Rape kits have been used to identify DNA from suspects and have been credited with leading to prosecutions. Despite their importance, many law enforcement agencies are years behind collecting data from these rape kits. Some had even destroyed them as soon as six months after the crime. The law impacts nearly 25 million estimated rape survivors in the United States
Because most sexual assault cases are handled by state law enforcement, the federal bill of rights is more of a guideline and an attempt to raise awareness on the issues affecting survivors.
“The problem is that the Act applies only in federal sexual assault cases, and not in state cases where the vast majority of sexual assaults occur—that is, unless the individual state has passed the Act,” Adrienne Lawrence, a California attorney and victim advocate, told Ms.

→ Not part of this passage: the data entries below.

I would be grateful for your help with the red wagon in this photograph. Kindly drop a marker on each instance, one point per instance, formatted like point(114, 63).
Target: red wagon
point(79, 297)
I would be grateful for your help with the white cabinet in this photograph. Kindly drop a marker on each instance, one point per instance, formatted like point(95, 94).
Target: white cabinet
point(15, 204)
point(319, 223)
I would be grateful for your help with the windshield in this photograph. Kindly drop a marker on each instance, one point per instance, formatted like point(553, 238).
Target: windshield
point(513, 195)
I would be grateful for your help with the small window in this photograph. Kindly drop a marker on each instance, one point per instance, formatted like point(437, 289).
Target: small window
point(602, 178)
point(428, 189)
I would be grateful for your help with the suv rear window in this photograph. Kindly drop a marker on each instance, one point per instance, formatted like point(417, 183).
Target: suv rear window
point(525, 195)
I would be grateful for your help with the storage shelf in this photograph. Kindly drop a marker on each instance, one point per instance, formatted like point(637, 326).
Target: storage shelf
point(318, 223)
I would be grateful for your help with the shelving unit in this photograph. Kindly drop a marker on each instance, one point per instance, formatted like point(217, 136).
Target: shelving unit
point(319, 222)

“Just 14 states have passed the Act so far, which means a number of sexual assault victims across the nation do not and will not have guaranteed rights. Failing to ensure survivors have adequate rights undermines the notion that our justice system is as committed to ending the crime of sexual assault as it is to ending other forms of crime. The Act is necessary because, in a number of states, victims are not informed about what will happen with their rape kits and the kits get destroyed, which basically destroys evidence of a crime and limits the victim’s ability to get justice.”

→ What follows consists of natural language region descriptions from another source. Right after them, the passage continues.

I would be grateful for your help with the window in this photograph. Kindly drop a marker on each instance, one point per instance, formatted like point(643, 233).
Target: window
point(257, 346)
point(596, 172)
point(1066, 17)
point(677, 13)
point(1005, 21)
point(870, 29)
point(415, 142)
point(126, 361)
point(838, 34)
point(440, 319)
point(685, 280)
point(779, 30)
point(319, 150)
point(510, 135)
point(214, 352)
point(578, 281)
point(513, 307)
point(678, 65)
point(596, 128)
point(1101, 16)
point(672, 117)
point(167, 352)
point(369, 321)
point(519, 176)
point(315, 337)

In a hearing last week before the Senate Judicial Committee to discuss the law's implementation, Nguyen noted her Nobel Peace Prize nomination:
"Yesterday, I had the incredible honor of being formally nominated for the Nobel Peace Prize. When most people think about peace, the work that my team is engaged in may not be the first thing that comes to mind. But the truth is for the estimated 35 percent of women on Earth who are survivors of sexual violence, access to justice is a necessary prerequisite to true peace. Their lives are the invisible war zones that corrode human potential and hold back the promise of a just world. Their powerlessness is our shame.
"This is a peace that we all - Senator, citizen, advocate from any corner of the globe - can help deliver. We can hold a light up to this darkest corner of human experience, and allow survivors at last to be seen, to be heard, to be believed, to be empowered.”